This is a closed breathing system

used on most modern anaesthetic machines to reduce flow rates and minimise pollution

it has a number of key components:
1. patient expires through 1 wave expiratory valve
2. gas flows down expiratory limb
3. APL valve positioned to vent excess gas
4. reservoir bag, ventilator are next
5. soda lime removes CO2
6. FGF added
7. down inspiratory limb via 1 way valve

since CO2 is being removed, the other gases and humidifed air can be recycled. this means low FGF can be used, and less waste

theoretically at equilibrium could have only O2 being added as anaesthetic gases have equilibrated to brain. however since a small % is metabolised, always will need to add some.

Question 32

what are the key components in a circle breathing system to prevent re-breathing?

Answer 32

CO2 canister
one way valves.

Question 33

advantages and disadvantages of circle breathing system?

Answer 33

pros
* less waste - less pollution, less cost to hospital
* recycles humidified and warm gases so less work
* can be used for adults and paeds, SV and CV

cons
* bulky and less portable.
* resistance is high - increases work of SV
* complex and at risk of breaking parts
* valves could become stuck
* risks of soda lime - compound A, CO, soda lime dust can cause pneumonitis, risk of exhaustion and rebreathing.
* risk of hypoxic mixture, if care is not taken to measure EtO2 - need to ensure FiO2 is adequate enough

Question 34

what is the purpose of the self inflating bag and APL valve in the circle system?

Answer 34

APL valve = protects from barotrauma. important to place before CO2 canister and FGF so that only waste gases are being vented , not useful ones

self inflating bag - visualisation, prevents negative and positive excessive pressures. reservoir such that FGF can be kept to a minimum.

Question 35

can you tell me about the one way valves used in a circle breathing system?

Answer 35

held within transparent dome so can see them working
prevent re-breathing

if they break
- fixed close - increased resistance to breathing
- fixed open - rebreathing

Question 36

where might the vapouriser be within a breathing system?

Answer 36

inside or outside the circuit
outside circuit - less work of breathing, can deliver high conc more accurately as not relying on patients breathing effort.

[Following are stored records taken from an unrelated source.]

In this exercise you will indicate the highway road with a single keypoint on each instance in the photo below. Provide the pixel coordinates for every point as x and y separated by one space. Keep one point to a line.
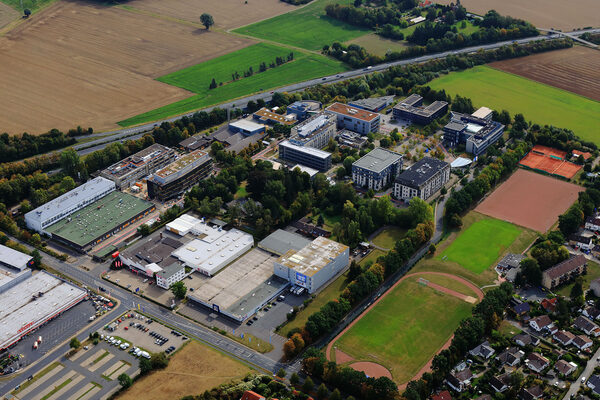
137 131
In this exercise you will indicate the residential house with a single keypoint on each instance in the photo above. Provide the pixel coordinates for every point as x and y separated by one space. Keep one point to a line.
584 324
582 342
594 384
591 312
250 395
483 350
549 304
444 395
500 383
582 239
565 368
524 339
564 271
534 392
511 357
543 322
536 362
460 381
565 338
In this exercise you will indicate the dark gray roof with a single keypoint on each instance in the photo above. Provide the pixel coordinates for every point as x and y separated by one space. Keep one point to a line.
280 242
421 171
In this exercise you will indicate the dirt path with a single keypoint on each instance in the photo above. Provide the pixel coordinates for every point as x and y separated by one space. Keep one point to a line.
434 286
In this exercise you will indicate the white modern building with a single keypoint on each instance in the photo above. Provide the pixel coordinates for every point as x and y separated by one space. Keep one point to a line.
70 202
376 169
169 275
313 265
422 179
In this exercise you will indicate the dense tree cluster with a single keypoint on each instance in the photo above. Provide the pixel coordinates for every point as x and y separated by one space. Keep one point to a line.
486 317
461 200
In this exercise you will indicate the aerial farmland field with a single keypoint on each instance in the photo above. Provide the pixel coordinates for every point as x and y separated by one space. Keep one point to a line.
540 103
557 14
307 27
576 69
91 65
198 78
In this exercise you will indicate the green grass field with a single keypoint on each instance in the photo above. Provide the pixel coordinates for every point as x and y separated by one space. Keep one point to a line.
308 28
481 244
198 77
539 103
413 322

however in circuit is good when there is limited FGF supply e.g. remote areas.

inside - oxford minature
outside - plenum

Question 37

can you tell me about low flow anaesthesia. is it possible to always use low flow?

Answer 37

the circle breathing system permits low flow anaesthesia due to the recycling of gases. the idea is to reduce waste and environmental pollution.

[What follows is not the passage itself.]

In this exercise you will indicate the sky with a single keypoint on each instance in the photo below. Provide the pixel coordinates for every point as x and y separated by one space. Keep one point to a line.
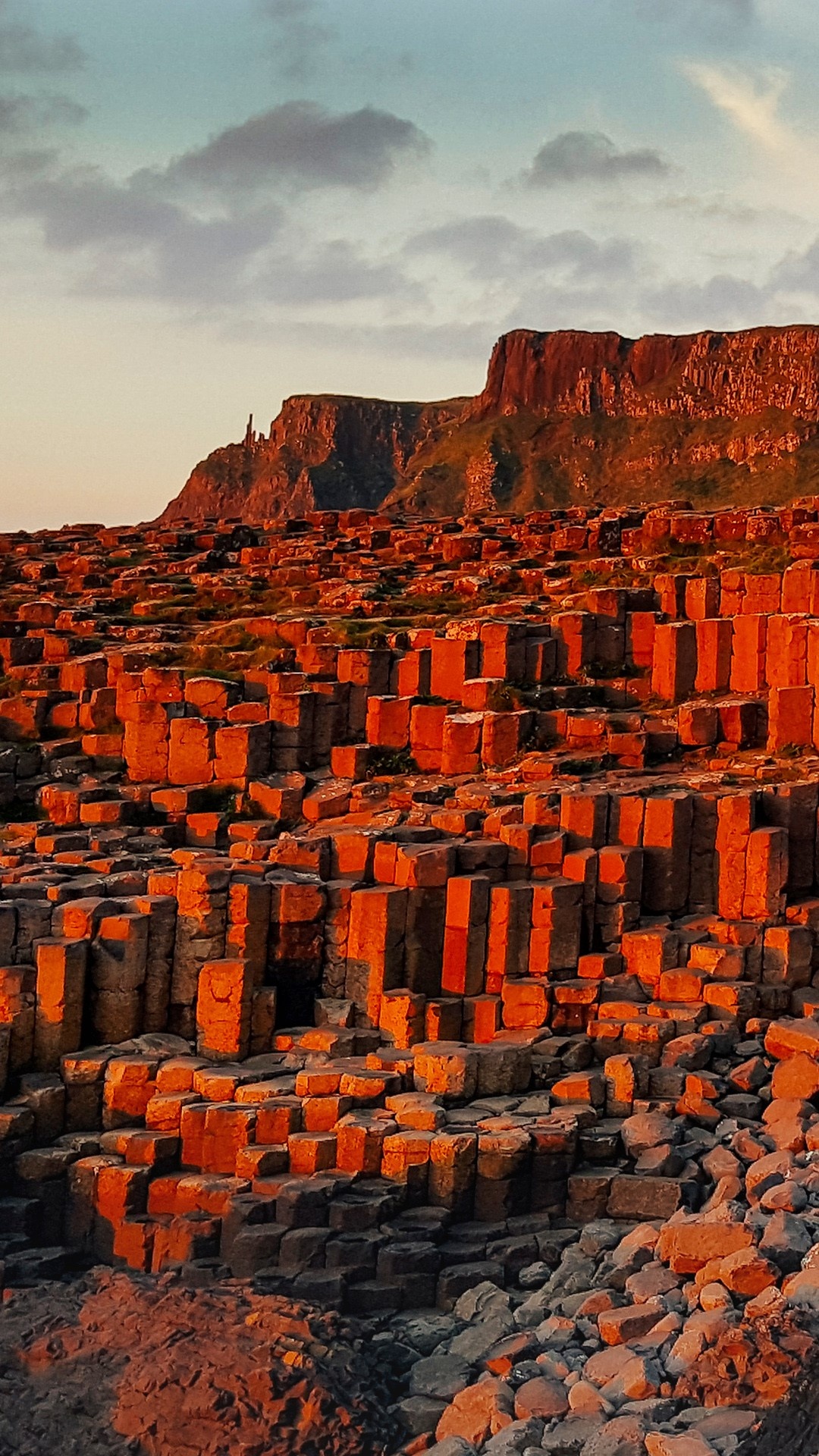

however this is only possible during maintainace.

At the start of anaesthesia - high flows are required to build up the concentration of anaesthetic gas in the patient.
also during the operation if there is a sudden need to make a patient deeper e.g. increased surgical stimulus, flows will need to be increased.

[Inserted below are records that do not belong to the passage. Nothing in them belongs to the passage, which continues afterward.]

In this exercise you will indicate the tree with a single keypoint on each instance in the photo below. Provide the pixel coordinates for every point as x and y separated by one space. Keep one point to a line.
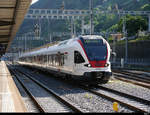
133 24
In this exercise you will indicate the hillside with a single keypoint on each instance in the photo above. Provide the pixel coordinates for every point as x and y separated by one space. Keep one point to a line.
101 21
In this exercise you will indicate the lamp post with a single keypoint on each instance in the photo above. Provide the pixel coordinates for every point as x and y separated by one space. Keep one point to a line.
91 17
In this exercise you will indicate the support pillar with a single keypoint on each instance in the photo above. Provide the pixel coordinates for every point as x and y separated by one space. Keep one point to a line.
148 23
82 26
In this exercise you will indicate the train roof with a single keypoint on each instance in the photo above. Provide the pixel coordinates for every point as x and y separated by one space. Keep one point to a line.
50 47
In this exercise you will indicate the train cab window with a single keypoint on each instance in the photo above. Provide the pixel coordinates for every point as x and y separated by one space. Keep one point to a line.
78 58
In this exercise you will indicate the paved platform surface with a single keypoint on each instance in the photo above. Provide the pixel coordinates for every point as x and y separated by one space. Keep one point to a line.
10 98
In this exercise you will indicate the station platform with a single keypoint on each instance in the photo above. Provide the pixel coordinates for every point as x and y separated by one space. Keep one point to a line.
10 98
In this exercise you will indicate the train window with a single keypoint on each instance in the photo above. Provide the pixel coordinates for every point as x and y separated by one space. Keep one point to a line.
78 58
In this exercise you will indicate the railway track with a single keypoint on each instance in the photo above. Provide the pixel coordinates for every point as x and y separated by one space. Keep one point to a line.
62 100
131 78
133 103
139 76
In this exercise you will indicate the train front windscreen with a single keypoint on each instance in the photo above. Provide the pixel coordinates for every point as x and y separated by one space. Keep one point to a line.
95 49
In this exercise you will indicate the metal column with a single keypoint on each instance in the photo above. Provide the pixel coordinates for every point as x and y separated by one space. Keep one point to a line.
148 23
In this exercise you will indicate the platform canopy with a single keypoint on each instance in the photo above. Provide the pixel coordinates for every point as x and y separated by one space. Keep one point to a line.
12 14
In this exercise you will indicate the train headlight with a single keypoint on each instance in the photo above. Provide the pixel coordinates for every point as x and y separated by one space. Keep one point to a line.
87 65
106 65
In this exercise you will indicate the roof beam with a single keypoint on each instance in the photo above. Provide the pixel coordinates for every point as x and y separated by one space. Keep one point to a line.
5 23
7 7
4 36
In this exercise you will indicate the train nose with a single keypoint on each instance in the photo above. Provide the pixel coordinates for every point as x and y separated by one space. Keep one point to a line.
99 64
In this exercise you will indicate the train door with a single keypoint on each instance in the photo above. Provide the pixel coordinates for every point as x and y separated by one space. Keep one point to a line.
78 60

once equilibrium is reached, flows can be turned down to as low as 0.5l/min

Question 38

tell me about soda lime?

Answer 38

soda lime is used in circle breathing systems to reabsorb CO2 to prevent rebreathing. this is a key component of the circle system and allows very low FGF rates to be used.

it consists of 75% CaOH2, NaOH as a catalyst, water, which are all held in binding agents- silica. this creates granules of 4-8 mesh.

It removes CO2 via the following EXOTHERMIC reaction
CO2 + H20 –> H2CO3
H2CO3 + 2NaOH –> Na2CO3 + 2H20
Na2CO3 + CaOH2 –> CaCO3 + 2NaOH

this reaction occurs such that 1kg of sodalime can consume 250L of CO2. 1 canister usualy 2Kg.

A dye is added to show a colour change when the CaOH is exhausted.

Question 39

why are granules of 4-8 mesh chosen for CO2 canisters?

Answer 39

small enough to increase S.A
but not too small to increase work of breahting/ resistance.

Question 40

what indicator dyes are used in CO2 absorbers?

Answer 40

ethyl violet = white to purple
titan yellow = purple to yellow
phenolphthelian = pink to white.

they work based on pH change as CaOH is used up hence becomes more acidic.

Question 41

what are the alternatives to soda lime?

Answer 41

baralyme = barium hydroxide used instead of NaOH (no longer used - less efficient and more compound A)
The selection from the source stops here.